Amendments to Chapter 542 Prompt Payment of Claims Statutes

The new law amends existing Chapter 542, commonly known as the Prompt Payment of Claims Act (PPOC), to create a separate interest damages provision that applies to claims in litigation to which Chapter 542A applies.

If Chapter 542A applies and there was a violation of PPOC, the insured will be entitled to interest as damages that will effectively range from 10% to 20% per year. The rate is calculated by adding 5% to the prime rate as published by the Federal Reserve System, if the prime rate is between 5% and 15%. If the prime rate is below 5%, as it is currently, then 5% will be used in the calculation instead of the prime rate. If the prime rate is higher than 15%, then 15% would be used in the calculation instead of the prime rate.   
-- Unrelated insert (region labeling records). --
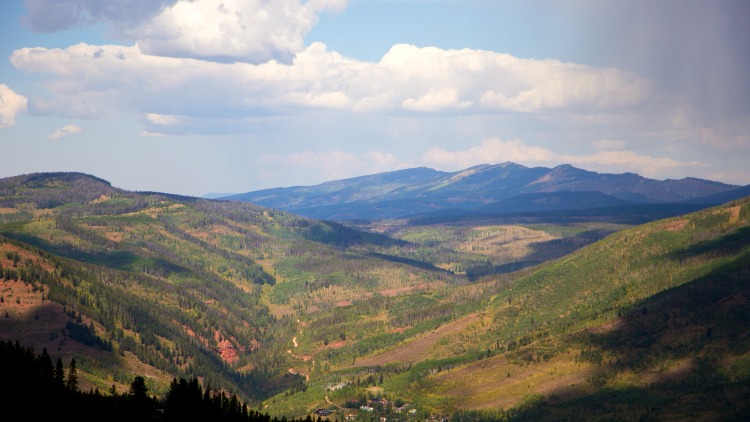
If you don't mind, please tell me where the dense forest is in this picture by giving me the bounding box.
[0,173,750,421]
[0,341,320,422]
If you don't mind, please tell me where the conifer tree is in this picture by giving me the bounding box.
[65,358,78,391]
[53,358,65,389]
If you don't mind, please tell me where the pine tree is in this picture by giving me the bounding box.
[65,358,78,391]
[53,358,65,389]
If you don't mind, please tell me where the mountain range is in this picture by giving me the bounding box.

If Chapter 542A does not apply, or if Chapter 542A applies but the property damage claim was made before September 1, 2017, the current 18% interest rate will continue to apply.

Chapter 542 has also been amended to state that attorney’s fees must be both reasonable and necessary to be recoverable for PPOC violations, and to state that prejudgment interest is recoverable on the claim in addition to PPOC interest.